See this simple spreadsheet for the various percentage breakdowns. The real finding is that between two-thirds and three-fourths of our work trips are made without an automobile. If you’re curious, the 30 percent non-green share breaks down thus: drive solo, 23.6 percent; carpool, 5.5 percent; taxi, 1.0 percent; motorcycle, 0.0 percent (actually, 0.048 percent). Bottom line: Non-car commuting outnumbers car commuting by more than two-to-one.
Also of interest are the CEO report’s data on commute costs. The $48.47 weekly mean cost to drive alone to work translates to a daily cost of around $10; subtract gas, applicable tolls and depreciation, and the implied cost to park may be less than $5 a day.

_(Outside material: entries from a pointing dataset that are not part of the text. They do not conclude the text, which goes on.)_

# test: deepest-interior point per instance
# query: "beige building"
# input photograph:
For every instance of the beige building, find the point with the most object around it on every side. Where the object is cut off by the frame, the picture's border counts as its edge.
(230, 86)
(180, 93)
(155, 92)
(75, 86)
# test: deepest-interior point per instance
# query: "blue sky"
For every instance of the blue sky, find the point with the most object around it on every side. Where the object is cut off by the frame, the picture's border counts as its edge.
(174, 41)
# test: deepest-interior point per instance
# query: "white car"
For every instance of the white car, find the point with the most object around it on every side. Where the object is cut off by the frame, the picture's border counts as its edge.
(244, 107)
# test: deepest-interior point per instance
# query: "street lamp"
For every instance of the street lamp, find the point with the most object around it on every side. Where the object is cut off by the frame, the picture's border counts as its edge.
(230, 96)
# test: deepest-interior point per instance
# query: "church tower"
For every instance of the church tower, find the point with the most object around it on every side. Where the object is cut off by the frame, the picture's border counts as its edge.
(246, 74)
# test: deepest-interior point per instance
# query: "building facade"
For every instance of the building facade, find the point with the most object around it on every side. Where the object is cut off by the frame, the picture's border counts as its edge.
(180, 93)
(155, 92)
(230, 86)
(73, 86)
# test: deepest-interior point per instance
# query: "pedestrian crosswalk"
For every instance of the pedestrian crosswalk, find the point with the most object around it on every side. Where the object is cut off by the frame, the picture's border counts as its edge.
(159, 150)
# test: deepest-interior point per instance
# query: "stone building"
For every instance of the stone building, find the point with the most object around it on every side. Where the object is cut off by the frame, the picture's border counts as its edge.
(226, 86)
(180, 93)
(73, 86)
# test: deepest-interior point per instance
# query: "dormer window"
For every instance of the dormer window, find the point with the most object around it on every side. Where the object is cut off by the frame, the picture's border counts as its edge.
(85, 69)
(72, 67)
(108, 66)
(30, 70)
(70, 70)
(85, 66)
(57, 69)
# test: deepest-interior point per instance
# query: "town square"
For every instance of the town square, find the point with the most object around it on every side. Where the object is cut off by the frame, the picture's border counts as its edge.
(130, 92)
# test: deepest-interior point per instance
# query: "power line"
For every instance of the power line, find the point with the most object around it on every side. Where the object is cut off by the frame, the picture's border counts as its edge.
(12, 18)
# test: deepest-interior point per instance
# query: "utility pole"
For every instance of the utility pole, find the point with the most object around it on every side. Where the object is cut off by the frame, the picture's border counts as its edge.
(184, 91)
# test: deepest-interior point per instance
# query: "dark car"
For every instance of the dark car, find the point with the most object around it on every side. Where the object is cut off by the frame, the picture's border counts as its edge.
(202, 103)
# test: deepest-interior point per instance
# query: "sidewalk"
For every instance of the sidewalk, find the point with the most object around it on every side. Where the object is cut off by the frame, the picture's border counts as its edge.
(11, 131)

This suggests one or both of two things: even in New York, where the astronomical cost of land is reflected in everything from rent to the price of food, parking continues to be the heavily subsidized exception; or the data in the CEO report don’t include parking, period, as one informed commenter has suggested.
Another angle absent from Roberts's story is the delay costs each commute trip imposes on other travelers by taking up street space and slowing down other traffic. Of course, these vary greatly depending on time of day and location. I’ve estimated that during the morning rush period, each mile driven by a single car slows other traffic to the extent that all road users in the Manhattan Central Business District (other drivers, truckers, and bus passengers) collectively lose time worth $16. (The delay cost per mile driven outside the CBD is $3.)
True, some aspects of green-mode commuting also impose time costs on others -- think of the delays caused by bus riders swiping MetroCards, subway passengers holding up the closing doors, or cyclists slowing down other traffic. Further quantification awaits, but these costs almost certainly average at least an order of magnitude less, per trip, than commuting by car.